Calibrating an agent-based model means finding parameter values that reproduce empirical targets; in BAM Engine’s case, the results from Delli Gatti et al. (2011). With 40+ parameters and nonlinear interactions, brute-force search is impractical. BAM Engine’s calibration package uses a multi-phase pipeline: screen for important parameters, search a reduced grid, then stress-test the best candidates.

Calibration Concepts#

Objective function. Calibration maximizes the validation score, a weighted average of metric-level scores (0 to 1) comparing simulation output to reference targets. See Validation & Analysis for details on the scoring system.

The multi-phase approach:

Screening: Identify which parameters significantly affect the score (typically 5-8 out of 40+)
Grid search: Exhaustively search combinations of important parameters
Stability testing: Verify that top candidates perform consistently across many random seeds

This pipeline reduces the search space by orders of magnitude while maintaining confidence in results.

Quick Start#

CLI (simplest):

# Run the full calibration pipeline for the baseline scenario
python -m calibration --scenario baseline --workers 10

# Growth+ scenario
python -m calibration --scenario growth_plus --workers 10

Python API:

from calibration import (
    run_morris_screening,
    build_focused_grid,
    run_focused_calibration,
)

# Phase 1: Screen parameters
morris = run_morris_screening(scenario="baseline", n_workers=10, n_seeds=3)
sensitivity = morris.to_sensitivity_result()

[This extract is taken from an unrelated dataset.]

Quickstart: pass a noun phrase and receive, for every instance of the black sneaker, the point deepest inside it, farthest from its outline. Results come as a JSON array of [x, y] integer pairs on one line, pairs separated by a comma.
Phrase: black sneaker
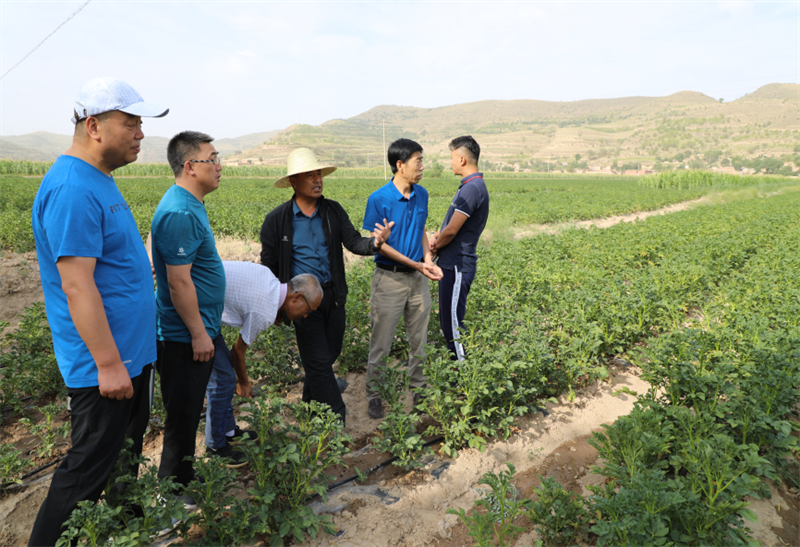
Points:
[[375, 408], [237, 437], [235, 458], [188, 501]]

# Phase 2: Build and search grid
grid, fixed = build_focused_grid(sensitivity)
results = run_focused_calibration(grid, fixed, scenario="baseline", n_workers=10)

# Phase 3: Stability test
from calibration import run_tiered_stability

stable = run_tiered_stability(results[:10], scenario="baseline", n_workers=10)

The Three Phases#

Phase 1: Parameter Screening (Morris Method). The Morris Method identifies which parameters significantly affect the score by computing mu* (importance) and sigma (interaction effects). Parameters are classified as INCLUDE (important) or FIX (unimportant).

Phase 2: Grid Search. Builds a focused grid from screening results and evaluates all combinations using single-seed screening with checkpointing for resumability.

Phase 3: Stability Testing. A tiered tournament progressively narrows candidates through increasing numbers of seeds (e.g., 100×10 → 50×20 → 10×100), ranking by combined score, stability, or mean.

Tips#

Start with screening: Always run Morris screening first. Most parameters have negligible effect and can be fixed.
Use multiple seeds: Screening with n_seeds=1 is fast but unreliable. Use at least 3 seeds.
Stability testing catches fragile optima: A configuration that scores 0.95 on one seed but 0.60 on another is not useful. Always stability-test.
Extension parameters interact with base parameters: When calibrating extensions, include key base parameters (like delta) in the grid too.